Retrieval-Augmented Generation (RAG) enhances LLM responses by retrieving relevant context from a knowledge base before generating an answer. This solves key LLM limitations: hallucination, outdated knowledge, and lack of domain-specific information.

    RAG Architecture:

    ┌─────────────────────────────────────────────────────────────┐
    │                    Indexing Pipeline                        │
    │  (Run once or periodically)                                │
    │                                                             │
    │  Documents ──▶ Chunking ──▶ Embedding ──▶ Vector DB        │
    │                                                             │
    │  ┌──────┐    ┌────────┐    ┌────────┐    ┌──────────┐      │
    │  │ PDF  │    │ "Chunk │    │[0.23,  │    │          │      │
    │  │ HTML │──▶ │  1..." │──▶ │-0.45,  │──▶ │ Pinecone │      │
    │  │ Docs │    │ "Chunk │    │ 0.67]  │    │ pgvector │      │
    │  │ APIs │    │  2..." │    │  ...   │    │ Weaviate │      │
    │  └──────┘    └────────┘    └────────┘    └──────────┘      │
    └─────────────────────────────────────────────────────────────┘

    ┌─────────────────────────────────────────────────────────────┐
    │                    Query Pipeline                           │
    │  (Run per user query)                                      │
    │                                                             │
    │  User Query ──▶ Embed ──▶ Search ──▶ Build Prompt ──▶ LLM  │
    │                                                             │
    │  "How do I     [0.21,     Top 5       System: You    Final  │
    │   deploy?"  ──▶-0.43,──▶ matching ──▶are a helper.──▶answer│
    │                 0.69]    chunks       Context: ...          │
    │                                      Question: ...         │
    └─────────────────────────────────────────────────────────────┘

Complete RAG Implementation

Python
JavaScript

import openai
from dataclasses import dataclass
from typing import List

client = openai.OpenAI()

@dataclass
class Chunk:
    content: str
    metadata: dict
    embedding: list = None

class RAGPipeline:
    def __init__(self, vector_store):
        self.vector_store = vector_store

    # --- Indexing Pipeline ---

    def index_document(self, document: str, metadata: dict):
        """Chunk, embed, and store a document."""
        chunks = self.chunk_text(document)

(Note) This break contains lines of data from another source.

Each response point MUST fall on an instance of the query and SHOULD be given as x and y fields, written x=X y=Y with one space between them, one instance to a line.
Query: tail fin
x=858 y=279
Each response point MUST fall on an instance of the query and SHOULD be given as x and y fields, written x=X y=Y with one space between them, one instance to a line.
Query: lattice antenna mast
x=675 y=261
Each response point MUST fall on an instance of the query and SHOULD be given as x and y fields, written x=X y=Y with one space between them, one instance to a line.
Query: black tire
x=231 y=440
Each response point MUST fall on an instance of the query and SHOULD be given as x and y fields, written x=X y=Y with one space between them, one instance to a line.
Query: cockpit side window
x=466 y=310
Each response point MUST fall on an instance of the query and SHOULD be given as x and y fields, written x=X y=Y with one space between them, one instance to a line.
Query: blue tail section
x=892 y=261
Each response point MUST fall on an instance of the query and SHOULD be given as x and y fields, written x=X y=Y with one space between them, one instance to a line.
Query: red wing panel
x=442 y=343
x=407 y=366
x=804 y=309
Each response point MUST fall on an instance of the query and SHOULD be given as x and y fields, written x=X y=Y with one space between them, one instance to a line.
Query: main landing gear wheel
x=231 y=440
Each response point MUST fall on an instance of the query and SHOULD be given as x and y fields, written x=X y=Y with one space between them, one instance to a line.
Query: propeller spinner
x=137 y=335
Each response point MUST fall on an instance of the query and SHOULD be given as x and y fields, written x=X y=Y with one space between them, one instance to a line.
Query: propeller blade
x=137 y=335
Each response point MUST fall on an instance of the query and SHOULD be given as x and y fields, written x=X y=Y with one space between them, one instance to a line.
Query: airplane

        for i, chunk_text in enumerate(chunks):
            chunk = Chunk(
                content=chunk_text,
                metadata={
                    **metadata,
                    "chunk_index": i
                }
            )
            chunk.embedding = self._embed(chunk_text)
            self.vector_store.upsert(chunk)

    def chunk_text(
        self, text: str,
        chunk_size: int = 500,
        overlap: int = 100
    ) -> List[str]:
        """Split text into overlapping chunks."""
        words = text.split()
        chunks = []
        start = 0

        while start < len(words):
            end = start + chunk_size
            chunk = " ".join(words[start:end])
            chunks.append(chunk)
            start = end - overlap  # Overlap for context

        return chunks

    # --- Query Pipeline ---

    def query(
        self, question: str,
        top_k: int = 5,
        temperature: float = 0.0
    ) -> str:
        """Answer a question using RAG."""
        # Step 1: Embed the question
        query_embedding = self._embed(question)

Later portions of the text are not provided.